What we are witnessing at home and around the world is an inequality emergency; a wicked problem, where time is running out, those seeking to solve the problem are also part of causing it, and the solutions require all of us to listen to the most marginalised and co-operate with all.

Now is the time for something transformative. It was the youth, the workers, the poor who won the freedom and democracy we enjoy today. Real change happens from people. We need now again to follow the inspiration of our young people, and take it to a mass social movement that fights for the economic transformation to complete our democratic revolution.

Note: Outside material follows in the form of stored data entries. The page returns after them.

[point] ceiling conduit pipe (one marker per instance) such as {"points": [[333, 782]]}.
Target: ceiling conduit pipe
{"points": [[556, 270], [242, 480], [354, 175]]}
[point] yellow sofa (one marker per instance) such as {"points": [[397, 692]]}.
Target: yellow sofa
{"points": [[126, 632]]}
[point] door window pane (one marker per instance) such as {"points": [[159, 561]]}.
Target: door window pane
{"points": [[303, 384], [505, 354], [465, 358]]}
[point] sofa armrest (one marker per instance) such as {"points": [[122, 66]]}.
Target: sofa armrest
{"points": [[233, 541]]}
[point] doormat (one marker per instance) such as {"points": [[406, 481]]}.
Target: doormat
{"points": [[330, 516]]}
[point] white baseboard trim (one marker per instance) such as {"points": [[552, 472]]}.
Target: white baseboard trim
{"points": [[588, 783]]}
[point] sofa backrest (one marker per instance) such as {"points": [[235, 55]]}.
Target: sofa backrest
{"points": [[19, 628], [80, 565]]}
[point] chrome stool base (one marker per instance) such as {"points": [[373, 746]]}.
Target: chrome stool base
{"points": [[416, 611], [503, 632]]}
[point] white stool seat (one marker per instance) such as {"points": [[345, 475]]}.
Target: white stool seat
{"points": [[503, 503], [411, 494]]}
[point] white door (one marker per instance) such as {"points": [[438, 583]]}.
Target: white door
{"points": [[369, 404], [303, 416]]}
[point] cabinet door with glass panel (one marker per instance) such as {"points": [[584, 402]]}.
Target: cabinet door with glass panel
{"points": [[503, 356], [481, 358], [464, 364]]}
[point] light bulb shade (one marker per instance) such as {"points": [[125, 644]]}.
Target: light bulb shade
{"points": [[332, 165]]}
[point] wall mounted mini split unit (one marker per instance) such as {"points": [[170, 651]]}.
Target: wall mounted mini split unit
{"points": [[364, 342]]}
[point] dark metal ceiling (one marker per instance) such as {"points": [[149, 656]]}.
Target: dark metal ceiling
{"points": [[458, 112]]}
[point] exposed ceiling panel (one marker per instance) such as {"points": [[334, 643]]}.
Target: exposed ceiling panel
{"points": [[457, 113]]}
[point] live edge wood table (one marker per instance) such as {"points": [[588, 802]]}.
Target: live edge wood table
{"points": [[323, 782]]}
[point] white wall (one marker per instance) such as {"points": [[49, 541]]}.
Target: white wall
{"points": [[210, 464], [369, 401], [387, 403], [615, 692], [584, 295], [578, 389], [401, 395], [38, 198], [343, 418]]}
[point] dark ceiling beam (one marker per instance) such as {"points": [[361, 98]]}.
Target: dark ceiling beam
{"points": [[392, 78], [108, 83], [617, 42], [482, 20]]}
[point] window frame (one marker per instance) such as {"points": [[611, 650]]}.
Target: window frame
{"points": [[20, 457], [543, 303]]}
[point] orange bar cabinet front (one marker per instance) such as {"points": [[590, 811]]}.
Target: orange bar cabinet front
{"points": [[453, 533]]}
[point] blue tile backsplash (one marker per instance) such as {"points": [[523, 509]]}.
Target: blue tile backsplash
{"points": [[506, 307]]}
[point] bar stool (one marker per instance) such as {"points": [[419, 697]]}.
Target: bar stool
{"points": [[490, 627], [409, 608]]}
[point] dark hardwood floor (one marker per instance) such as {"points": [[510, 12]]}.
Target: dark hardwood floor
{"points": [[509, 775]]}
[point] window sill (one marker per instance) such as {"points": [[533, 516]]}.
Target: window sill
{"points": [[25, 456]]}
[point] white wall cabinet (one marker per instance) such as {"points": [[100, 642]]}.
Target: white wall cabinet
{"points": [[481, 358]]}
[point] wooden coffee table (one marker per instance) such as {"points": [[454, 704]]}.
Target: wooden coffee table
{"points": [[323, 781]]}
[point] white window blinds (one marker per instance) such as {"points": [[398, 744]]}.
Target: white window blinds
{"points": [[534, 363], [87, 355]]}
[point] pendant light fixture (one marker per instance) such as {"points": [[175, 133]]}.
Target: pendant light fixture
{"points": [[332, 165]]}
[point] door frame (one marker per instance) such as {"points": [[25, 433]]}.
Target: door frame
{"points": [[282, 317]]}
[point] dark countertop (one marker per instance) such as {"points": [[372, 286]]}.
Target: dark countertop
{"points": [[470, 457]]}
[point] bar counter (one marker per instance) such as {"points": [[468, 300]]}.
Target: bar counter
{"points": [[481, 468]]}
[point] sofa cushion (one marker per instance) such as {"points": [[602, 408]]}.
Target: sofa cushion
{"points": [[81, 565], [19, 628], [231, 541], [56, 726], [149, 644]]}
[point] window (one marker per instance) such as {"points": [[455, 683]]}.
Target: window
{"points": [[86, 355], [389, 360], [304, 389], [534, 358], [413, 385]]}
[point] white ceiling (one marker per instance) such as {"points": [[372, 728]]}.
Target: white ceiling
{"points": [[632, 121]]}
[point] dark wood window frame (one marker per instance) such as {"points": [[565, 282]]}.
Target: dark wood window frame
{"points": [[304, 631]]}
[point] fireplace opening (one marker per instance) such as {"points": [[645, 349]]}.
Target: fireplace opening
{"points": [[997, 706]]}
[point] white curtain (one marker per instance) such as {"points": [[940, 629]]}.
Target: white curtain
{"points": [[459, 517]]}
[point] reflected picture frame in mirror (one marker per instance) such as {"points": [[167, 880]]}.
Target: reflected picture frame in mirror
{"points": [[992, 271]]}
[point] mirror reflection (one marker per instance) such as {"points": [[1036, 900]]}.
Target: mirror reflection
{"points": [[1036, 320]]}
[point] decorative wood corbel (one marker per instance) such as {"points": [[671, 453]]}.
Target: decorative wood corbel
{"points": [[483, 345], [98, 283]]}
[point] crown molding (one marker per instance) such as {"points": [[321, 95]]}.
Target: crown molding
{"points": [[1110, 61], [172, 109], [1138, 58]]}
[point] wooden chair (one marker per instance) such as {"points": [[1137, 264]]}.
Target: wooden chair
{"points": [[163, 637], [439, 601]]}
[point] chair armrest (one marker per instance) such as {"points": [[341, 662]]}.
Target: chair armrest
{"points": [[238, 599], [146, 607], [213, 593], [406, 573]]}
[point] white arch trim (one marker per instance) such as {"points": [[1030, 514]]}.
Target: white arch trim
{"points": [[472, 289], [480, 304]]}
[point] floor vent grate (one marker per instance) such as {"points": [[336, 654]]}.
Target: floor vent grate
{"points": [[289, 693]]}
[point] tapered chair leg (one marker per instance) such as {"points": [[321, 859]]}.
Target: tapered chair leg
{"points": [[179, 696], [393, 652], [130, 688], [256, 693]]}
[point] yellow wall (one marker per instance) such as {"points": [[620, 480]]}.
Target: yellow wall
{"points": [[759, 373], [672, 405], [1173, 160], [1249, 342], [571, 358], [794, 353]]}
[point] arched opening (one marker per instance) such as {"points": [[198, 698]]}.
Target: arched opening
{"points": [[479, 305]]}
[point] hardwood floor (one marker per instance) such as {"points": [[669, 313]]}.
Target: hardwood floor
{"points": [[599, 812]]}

It must take place where the people are, in communities, slowly, to painstakingly build their skills, strategies and innovation to reverse the impacts of inequality.

The villagers of Naledi in the eastern Free State represent a beacon of hope in how a community can lead the change to narrow the wealth and power gap, if given the opportunity. Like thousands of other communities across the country, after two decades of democracy they still had to struggle with no land rights, no water or electricity, a crumbling school, and no escape route out of poverty for their children, who would probably experience the same.

But now for the first time, the Naledi workers and families, around one hundred people, many of whom have worked for generations in the area, are the sole beneficiaries of 42 hectares of land, with the security of a land title. They own their own homes too, and with those title deeds they can now go to banks and use it to apply for loans so they can improve their village themselves. 

After generations of exclusion from the national economy, they can now enter it. But the pride of ownership is also transforming the energy of the village. Complex and profitable skills have flourished where they never had a chance before, such as how to build and roof a conference centre, a schoolhouse, and a community run eco-lodge.

In tough times, the people of Naledi give me hope. In our country, across the continent, and around the world, let us look to build this kind of hope again. It is not our leaders above us, but our people around us, who can show us the leadership we need. These communities brought the apartheid regime to its knees, and their activism can bring the economy back to serve the people and the planet that is our home.

The option to hide behind higher walls, turning our faces away, securing our own needs while ignoring others, can only lead to the increasing breakdown in our social cohesion. Many progressive people have been failing to tackle the current crisis with the strength or innovation needed. Small or technical reforms, far away from the lives of our poorest communities, working only with the elites, cannot bring the change we need. Old ways will not solve the scale of this current problem.

I’m impatient. This week, corporate bosses will pay more money than some South Africans will earn in a lifetime to cosy up to governments at an exclusive Swiss ski resort, for the World Economic Forum. They will be selling more of the same medicine. These people who caused the problem cannot solve it, and won’t change without pressure. 

After a lifetime of the pursuit of justice, while I despair of the current state of affairs, I have great hope that we can disrupt this surreal conversation, harness a vision and mobilise for a better future. People are rising up globally to question the legitimacy, transparency and effectiveness of our economy and its governance. They are fighting for achievable and just solutions, such as decent work, fair wages, fair tax, and better public services.

That’s why this week while the elites meet in Davos, I’m joining millions to loudly challenge the concentration of power in the hands of an elite few, and to demand a better future where governments fight inequality. And it’s up to each of to join. We cannot betray the next generation by allowing the scourge of inequality to continue. No lasting peace, freedom or justice can exist while it persists.